Who Messed up Bandslam?

There are pained looks and tiptoeing assistants inside the halls of Summit after the debacle of “Bandslam” this past weekend (a $2.3 million take), followed by the embarrassing slam from an insider who accused the studio of botching the movie’s marketing.

“Death by marketing,” accuses the letter, posted on DHD. “Rob Friedman (sic) and Summit infantalized their audience." The movie was marketed as High School Musical lite, when it was more like The Commitments, says the writer – who knew plenty of details and also slams marketing chief Nancy Kirkpatrick.

No one inside Summit yet knows who wrote the letter – was it director Todd Graff? Writer Josh Cagan? Producer Elaine Goldsmith-Thomas? But it has caused enough discomfort for the studio to issue this statement to TheWrap on Wednesday:


“It appears that there is a group out there trying to stir up trouble or controversy. If anybody with the film wants to debate, we’re happy to, as long as they’re on the record.”

Who messed up here? A movie starring "High School Musical’s" Vanessa Hudgens, with a musical theme, does suggest an obvious line of marketing — which is the road the studio took.

“From the minute that Vanessa Hudgens and Aly Michalka were cast, Disney girls, that became the obvious hook,” said one person related the movie. (No one would speak on the record, with apologies.) “That became the biggest thing in the movie.
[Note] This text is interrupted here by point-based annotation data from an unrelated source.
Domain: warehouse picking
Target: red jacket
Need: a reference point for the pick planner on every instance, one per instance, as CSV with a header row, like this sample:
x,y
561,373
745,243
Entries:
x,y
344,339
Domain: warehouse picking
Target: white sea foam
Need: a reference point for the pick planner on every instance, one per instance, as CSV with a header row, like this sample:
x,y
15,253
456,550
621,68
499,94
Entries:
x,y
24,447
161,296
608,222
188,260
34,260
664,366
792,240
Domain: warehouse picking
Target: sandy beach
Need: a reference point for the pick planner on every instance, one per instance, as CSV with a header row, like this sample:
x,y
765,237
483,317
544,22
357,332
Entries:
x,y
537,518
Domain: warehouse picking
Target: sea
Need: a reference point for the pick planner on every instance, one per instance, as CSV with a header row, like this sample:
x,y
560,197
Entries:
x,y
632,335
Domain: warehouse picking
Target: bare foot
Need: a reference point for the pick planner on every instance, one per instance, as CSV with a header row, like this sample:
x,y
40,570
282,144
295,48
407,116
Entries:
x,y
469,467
My guess is any studio would’ve done that.”

But as other some studio insiders are pointing out, in today’s world of fragmented audiences, this wasn’t the only way to go.

It was possible to market the Disney-fied version of the film to one audience – teenaged girls – while still finding a way to reach an audience intrigued by characters like a guy named Bug, and girl with a 5 in the middle of her name (but the 5 is silent).

With the variety of niche marketing approaches available these days, one audience need never have known about the other. (I note that “Inglourious Basterds” is being marketed to men young and old in the main; but the cover of People magazine with Brad Pitt and Angelina Jolie was a major PR play for women.)

“They may have been better off with two parallel campaigns,” said another disappointed insider. “These days you can hit a certain audience, and hit another audience, and neither would know they were hit. It’s so fragmented now.”

That would have been a good way to mollify Goldsmith-Thomas and Graff, who fought hard to sell the movie as an ironic, indie music film – on the order of Cameron Crowe’s "Almost Famous."

They fought hardest when Summit’s Rob Friedman changed the original title of the film, “Will” – which the director and producer thought was ambiguous and edgy – to “Rock On.”

They pushed hard against that, and instead Friedman imposed “Bandslam.”

Toward the movie’s release as the tracking looked poor (even though the reviews were good), I’m told Summit – a bottom-line oriented place — scaled back its marketing spend.

It is a movie business, as they say. But there were no winners here.